Tuesday, July 26, 2011

Threats against African Rhinos


Threats against African rhinos have nearly always been despicable, but as authorities crack down on illegal exportation of the animals' horns, the latest methods to usurp the law are downright abhorrent. A former rhino horn dealer turned whistle-blower claims that an international wildlife trafficking syndicate employed strippers and prostitutes from Thailand to go to South Africa, participate in fake 'hunts', just to return with the rhino horns horns.

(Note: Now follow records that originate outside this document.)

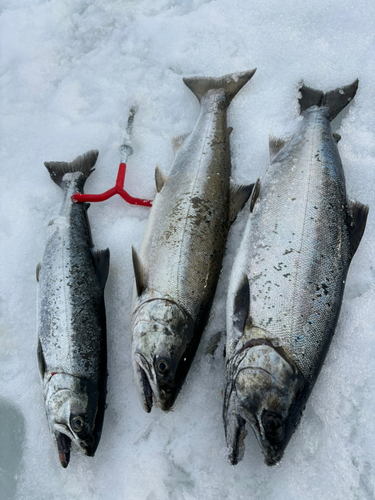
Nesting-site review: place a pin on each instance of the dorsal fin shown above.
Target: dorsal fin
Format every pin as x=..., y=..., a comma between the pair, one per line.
x=357, y=214
x=139, y=272
x=231, y=84
x=275, y=145
x=335, y=100
x=160, y=178
x=178, y=141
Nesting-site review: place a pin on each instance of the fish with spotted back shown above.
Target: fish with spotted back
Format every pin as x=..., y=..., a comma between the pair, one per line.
x=180, y=260
x=288, y=279
x=72, y=350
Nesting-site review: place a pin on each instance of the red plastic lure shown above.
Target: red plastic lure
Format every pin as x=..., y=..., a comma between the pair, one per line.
x=118, y=189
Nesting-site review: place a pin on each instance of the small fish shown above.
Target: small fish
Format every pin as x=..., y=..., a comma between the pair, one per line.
x=288, y=279
x=181, y=256
x=72, y=351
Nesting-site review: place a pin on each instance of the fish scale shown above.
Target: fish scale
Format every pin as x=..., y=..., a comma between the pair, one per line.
x=288, y=279
x=72, y=351
x=181, y=255
x=287, y=200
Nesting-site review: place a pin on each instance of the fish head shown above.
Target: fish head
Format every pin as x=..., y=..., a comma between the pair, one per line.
x=74, y=415
x=161, y=334
x=266, y=391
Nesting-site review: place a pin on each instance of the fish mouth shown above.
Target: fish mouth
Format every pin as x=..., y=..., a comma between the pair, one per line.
x=266, y=391
x=149, y=390
x=63, y=447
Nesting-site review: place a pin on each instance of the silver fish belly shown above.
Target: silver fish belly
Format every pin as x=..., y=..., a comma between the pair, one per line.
x=182, y=250
x=72, y=352
x=288, y=279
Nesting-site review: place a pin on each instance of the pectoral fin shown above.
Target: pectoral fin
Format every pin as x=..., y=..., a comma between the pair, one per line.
x=38, y=268
x=101, y=262
x=139, y=272
x=275, y=145
x=160, y=178
x=238, y=197
x=255, y=195
x=235, y=431
x=41, y=360
x=178, y=141
x=357, y=215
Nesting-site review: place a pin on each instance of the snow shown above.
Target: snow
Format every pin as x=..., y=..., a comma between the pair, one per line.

According to John Oliviers, a whistle blower who was involved in the trade of rhino horns, the trafficking syndicate recruited sex workers to apply for legal trophy hunting permits in South Africa in order to circumvent a law which allows for hunters to kill one rhino a year. Instead, the Thai women would merely return to Asia with illegally obtained horns, presumably to be sold for massive profit on the black market.
In recent decades, South Africa has pushed to reduce illegal poaching, although still hundreds of animals have been killed for their horns this year alone. Strangely, the government still permits trophy hunters to shoot the animals for sport with a firm limit. Recruiting sex workers, however, provided the syndicate with cheaply acquired individuals to pose as hunters, solely to import the highly-prized horns.


A statement made to the police by John Olivier, who worked with the syndicate, led to the arrest of Lemtongthai and five Thai "hunters" in Edenvale on July 9. He described how Lemtongthai and his sidekick, Punpitak Chunchom, paid millions of rands in cash for live rhinos. Olivier claims in his statement to the police that Marnus Steyl, a wildlife trader based in Brits, North West, bought the rhinos from auctions and private owners. Steyl is then alleged to have moved the rhinos to a farm in North West and soon after that they would be "hunted", in contravention of regulations that the animals must be given time to acclimatise.

Despite the fact that rhinos are endangered in South Africa, permits are still being issued for trophy hunters to kill them for sport -- and this gaping loophole in the poaching law has allowed for wildlife dealers to reap a hefty profit. To purchase a live rhino evidently cost Lemtongthai a fraction of what is paid for their horns on the black market.

To add to the ruse that the 'hunters' were in fact there to hunt and not merely to poach (though the differences is debatable), the syndicate would have the animal sent to a taxidermist to give the appearance that the rhino was legitimately killed for game. The reality, however, was even more twisted.
"The trophy is just a cover for getting the horn out of South Africa and into Asia. Once in Asia, it obviously would enter the black market as rhino horn for 'medicinal purposes'. The person allegedly 'hunting' the rhino would never see the animal or its horn again," says Oliviers.